薛剣大阪総領事に続き、中国の呉江浩駐日本大使が10日、X(旧ツイッター)上に「台湾有事は日本有事」との言説を強く主張している。
呉大使は投稿で、「台湾は中国の不可分の一部である。台湾問題を如何に解決するかは中国人自身の課題。『台湾有事は日本有事』を煽り、日本を中国分断の戦車に縛り付けるのであれば、最終的には引き返せない誤った道を歩むだけだ」と述べ、台湾問題に対する中国の強い立場を改めて強調した。
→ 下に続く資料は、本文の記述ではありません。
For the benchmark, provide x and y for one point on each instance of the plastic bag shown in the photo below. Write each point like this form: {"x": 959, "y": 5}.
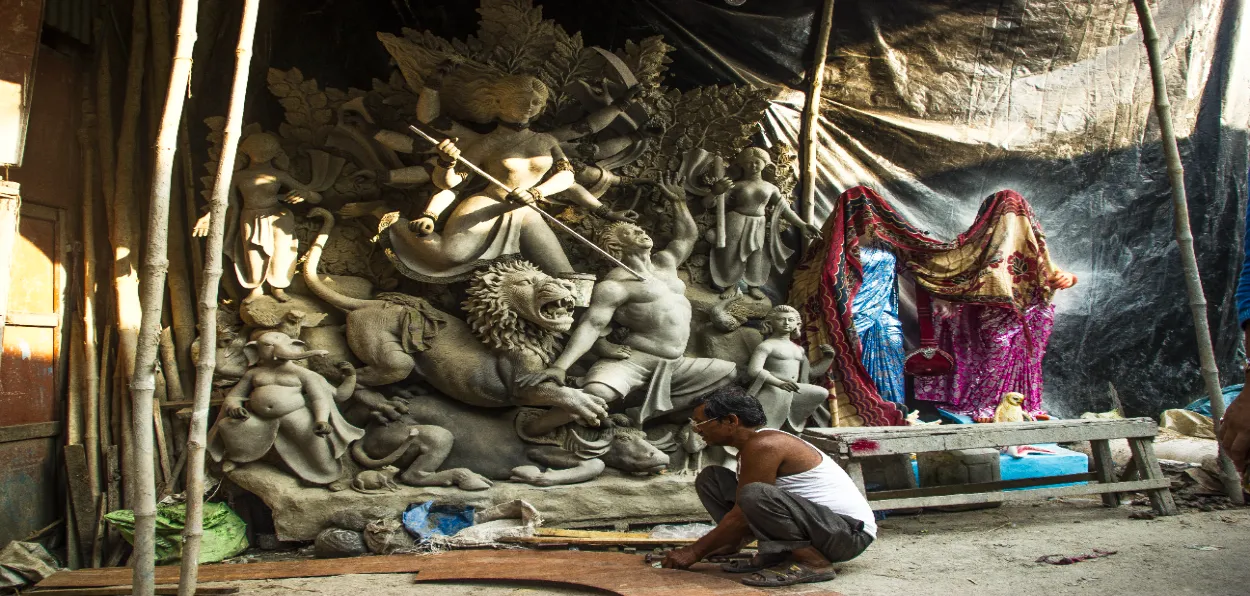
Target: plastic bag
{"x": 225, "y": 534}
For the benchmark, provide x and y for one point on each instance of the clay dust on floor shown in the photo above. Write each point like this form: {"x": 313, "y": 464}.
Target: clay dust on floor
{"x": 976, "y": 552}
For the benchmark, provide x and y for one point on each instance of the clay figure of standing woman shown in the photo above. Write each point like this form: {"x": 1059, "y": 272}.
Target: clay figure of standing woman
{"x": 780, "y": 372}
{"x": 749, "y": 244}
{"x": 263, "y": 246}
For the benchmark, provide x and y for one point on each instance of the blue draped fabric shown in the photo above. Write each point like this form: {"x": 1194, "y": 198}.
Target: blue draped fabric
{"x": 875, "y": 314}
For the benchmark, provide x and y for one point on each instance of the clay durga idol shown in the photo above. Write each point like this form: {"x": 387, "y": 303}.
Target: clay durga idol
{"x": 656, "y": 312}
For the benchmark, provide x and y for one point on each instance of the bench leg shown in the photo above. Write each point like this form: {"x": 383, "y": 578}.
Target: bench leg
{"x": 855, "y": 470}
{"x": 1144, "y": 451}
{"x": 1104, "y": 466}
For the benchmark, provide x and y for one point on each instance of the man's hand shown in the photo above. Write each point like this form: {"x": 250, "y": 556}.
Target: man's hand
{"x": 1061, "y": 280}
{"x": 673, "y": 186}
{"x": 1235, "y": 431}
{"x": 535, "y": 379}
{"x": 680, "y": 557}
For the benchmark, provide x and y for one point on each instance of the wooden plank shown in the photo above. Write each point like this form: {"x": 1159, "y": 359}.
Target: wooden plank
{"x": 1000, "y": 485}
{"x": 126, "y": 590}
{"x": 1144, "y": 451}
{"x": 625, "y": 575}
{"x": 896, "y": 441}
{"x": 1104, "y": 466}
{"x": 80, "y": 499}
{"x": 979, "y": 497}
{"x": 318, "y": 567}
{"x": 35, "y": 430}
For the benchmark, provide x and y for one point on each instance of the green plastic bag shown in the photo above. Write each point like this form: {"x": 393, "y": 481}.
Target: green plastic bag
{"x": 225, "y": 534}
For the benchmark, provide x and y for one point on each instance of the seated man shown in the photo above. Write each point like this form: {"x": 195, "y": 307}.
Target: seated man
{"x": 798, "y": 502}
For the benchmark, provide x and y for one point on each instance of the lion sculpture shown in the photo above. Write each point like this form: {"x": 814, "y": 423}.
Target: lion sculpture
{"x": 516, "y": 317}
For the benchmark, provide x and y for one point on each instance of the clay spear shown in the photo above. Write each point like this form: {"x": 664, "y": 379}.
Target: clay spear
{"x": 549, "y": 216}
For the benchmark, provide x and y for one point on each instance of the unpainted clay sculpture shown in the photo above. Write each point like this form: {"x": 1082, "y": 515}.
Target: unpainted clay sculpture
{"x": 779, "y": 371}
{"x": 288, "y": 409}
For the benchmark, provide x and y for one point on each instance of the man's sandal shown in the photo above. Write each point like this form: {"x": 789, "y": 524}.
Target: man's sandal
{"x": 788, "y": 575}
{"x": 753, "y": 564}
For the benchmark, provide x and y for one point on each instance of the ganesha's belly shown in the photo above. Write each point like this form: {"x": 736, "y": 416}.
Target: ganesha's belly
{"x": 275, "y": 401}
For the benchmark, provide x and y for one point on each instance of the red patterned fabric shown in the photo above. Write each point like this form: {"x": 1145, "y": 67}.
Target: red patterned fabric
{"x": 966, "y": 270}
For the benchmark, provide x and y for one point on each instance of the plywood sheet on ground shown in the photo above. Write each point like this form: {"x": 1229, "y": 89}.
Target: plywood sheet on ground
{"x": 620, "y": 574}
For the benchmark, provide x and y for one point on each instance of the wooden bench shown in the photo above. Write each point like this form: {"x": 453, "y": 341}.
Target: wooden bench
{"x": 851, "y": 445}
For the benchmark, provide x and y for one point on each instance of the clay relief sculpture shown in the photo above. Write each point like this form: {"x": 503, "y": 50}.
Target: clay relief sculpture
{"x": 746, "y": 241}
{"x": 658, "y": 315}
{"x": 263, "y": 244}
{"x": 780, "y": 374}
{"x": 283, "y": 407}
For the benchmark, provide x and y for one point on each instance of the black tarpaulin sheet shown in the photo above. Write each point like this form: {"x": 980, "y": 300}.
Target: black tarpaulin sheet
{"x": 938, "y": 104}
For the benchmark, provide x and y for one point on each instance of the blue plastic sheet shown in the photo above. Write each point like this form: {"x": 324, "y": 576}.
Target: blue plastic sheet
{"x": 425, "y": 520}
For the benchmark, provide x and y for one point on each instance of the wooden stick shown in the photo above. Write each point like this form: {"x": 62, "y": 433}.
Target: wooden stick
{"x": 90, "y": 359}
{"x": 143, "y": 382}
{"x": 195, "y": 445}
{"x": 1229, "y": 475}
{"x": 810, "y": 131}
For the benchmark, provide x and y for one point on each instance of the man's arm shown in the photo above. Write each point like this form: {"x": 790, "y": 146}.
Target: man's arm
{"x": 685, "y": 233}
{"x": 1235, "y": 425}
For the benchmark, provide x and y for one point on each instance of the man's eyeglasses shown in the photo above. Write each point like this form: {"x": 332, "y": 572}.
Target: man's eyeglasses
{"x": 698, "y": 424}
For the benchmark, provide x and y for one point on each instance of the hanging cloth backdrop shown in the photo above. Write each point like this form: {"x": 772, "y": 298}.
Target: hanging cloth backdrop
{"x": 1000, "y": 261}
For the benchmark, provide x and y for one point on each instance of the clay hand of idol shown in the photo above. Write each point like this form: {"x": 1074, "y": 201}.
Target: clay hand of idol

呉大使の投稿に先立ち、中国の外交官からはすでに強硬な発言が出ており、日本の政界で大きな波紋を呼んでいた。
薛剣駐大阪総領事は8日、高市早苗総理(当時)の台湾有事に関する答弁を巡り、Xに「勝手に突っ込んできたその汚い首は一瞬の躊躇もなく斬ってやるしかない。覚悟ができているのか」と挑発的な投稿を行った。
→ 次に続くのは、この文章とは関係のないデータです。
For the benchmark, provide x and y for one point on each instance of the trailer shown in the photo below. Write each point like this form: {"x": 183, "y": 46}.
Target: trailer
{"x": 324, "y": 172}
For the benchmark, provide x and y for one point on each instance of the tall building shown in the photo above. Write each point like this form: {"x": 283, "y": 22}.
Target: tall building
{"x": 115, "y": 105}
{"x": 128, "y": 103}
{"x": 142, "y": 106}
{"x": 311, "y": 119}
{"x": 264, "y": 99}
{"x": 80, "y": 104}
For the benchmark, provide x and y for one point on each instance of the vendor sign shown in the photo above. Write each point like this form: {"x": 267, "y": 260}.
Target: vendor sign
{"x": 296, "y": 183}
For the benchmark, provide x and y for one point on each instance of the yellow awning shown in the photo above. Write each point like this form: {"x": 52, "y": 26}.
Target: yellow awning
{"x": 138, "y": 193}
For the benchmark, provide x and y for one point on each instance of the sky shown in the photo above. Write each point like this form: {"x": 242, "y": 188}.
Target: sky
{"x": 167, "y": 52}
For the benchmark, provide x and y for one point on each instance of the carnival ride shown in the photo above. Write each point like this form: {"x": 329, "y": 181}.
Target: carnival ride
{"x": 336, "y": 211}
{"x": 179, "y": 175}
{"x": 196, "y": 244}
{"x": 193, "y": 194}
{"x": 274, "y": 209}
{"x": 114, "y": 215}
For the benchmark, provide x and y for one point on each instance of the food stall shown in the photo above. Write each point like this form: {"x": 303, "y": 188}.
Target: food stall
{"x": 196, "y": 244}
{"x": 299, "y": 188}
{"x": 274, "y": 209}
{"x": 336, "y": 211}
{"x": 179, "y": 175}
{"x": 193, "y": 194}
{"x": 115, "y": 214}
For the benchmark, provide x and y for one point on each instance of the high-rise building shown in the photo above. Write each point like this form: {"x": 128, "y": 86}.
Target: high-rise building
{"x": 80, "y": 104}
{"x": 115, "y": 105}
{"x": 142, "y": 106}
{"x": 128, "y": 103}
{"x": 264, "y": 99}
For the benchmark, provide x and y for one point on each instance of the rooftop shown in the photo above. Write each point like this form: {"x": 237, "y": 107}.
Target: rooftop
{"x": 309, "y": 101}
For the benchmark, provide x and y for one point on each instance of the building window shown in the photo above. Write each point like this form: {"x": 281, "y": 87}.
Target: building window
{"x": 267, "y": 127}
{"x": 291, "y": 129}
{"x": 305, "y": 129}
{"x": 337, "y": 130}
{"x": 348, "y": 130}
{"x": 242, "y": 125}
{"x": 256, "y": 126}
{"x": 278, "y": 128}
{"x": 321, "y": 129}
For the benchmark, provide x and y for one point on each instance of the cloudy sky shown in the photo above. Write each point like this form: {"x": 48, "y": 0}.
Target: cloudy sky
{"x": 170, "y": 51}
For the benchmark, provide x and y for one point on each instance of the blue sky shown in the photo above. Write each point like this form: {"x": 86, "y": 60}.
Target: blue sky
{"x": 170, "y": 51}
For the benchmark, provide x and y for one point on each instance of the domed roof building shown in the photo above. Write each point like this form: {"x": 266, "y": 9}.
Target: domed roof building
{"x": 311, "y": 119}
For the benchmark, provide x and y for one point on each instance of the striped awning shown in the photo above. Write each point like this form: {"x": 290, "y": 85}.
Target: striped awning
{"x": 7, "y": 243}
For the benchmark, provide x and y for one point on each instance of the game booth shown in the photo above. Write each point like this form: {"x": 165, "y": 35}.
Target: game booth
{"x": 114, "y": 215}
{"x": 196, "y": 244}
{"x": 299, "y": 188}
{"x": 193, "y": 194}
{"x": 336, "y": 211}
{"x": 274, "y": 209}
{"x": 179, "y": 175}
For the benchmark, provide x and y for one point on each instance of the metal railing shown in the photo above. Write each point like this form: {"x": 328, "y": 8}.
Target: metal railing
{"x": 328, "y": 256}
さらに9日には、「『台湾有事は日本有事』は日本の一部の頭の悪い政治屋が選ぼうとする死の道だ」と主張し、「敗戦国として果たすべき承服義務を反故にし、国連憲章の旧敵国条項を完全忘却した余りにも無謀過ぎる試みだ」と、日本政府の姿勢を強く非難していた。
薛総領事の一連の挑発的な投稿は、日本の現職議員や有識者の間で強い反発を招いている。
松原仁衆院議員(無)や山田宏参議院議員(自民)は、薛総領事を「ペルソナ・ノングラータ」(好ましからざる人物)として宣告し、速やかな国外退去を要求した。京都大学の藤井聡教授は「言語道断中の言語道断。絶対に許してはならない」と非難した。ジャーナリストの矢板明夫氏も「国家の代表として駐在国で守るべき節度と礼儀を理解していないことを示している」と断じている。
呉江浩駐日本大使の「台湾は中国の不可分の一部」という見解は長年、中国共産党政府が主張しているが、国際社会では意見が分かれており、SNS上でも駐日本大使のような公的な立場での発言としては不適切というコメントが多く上がっている。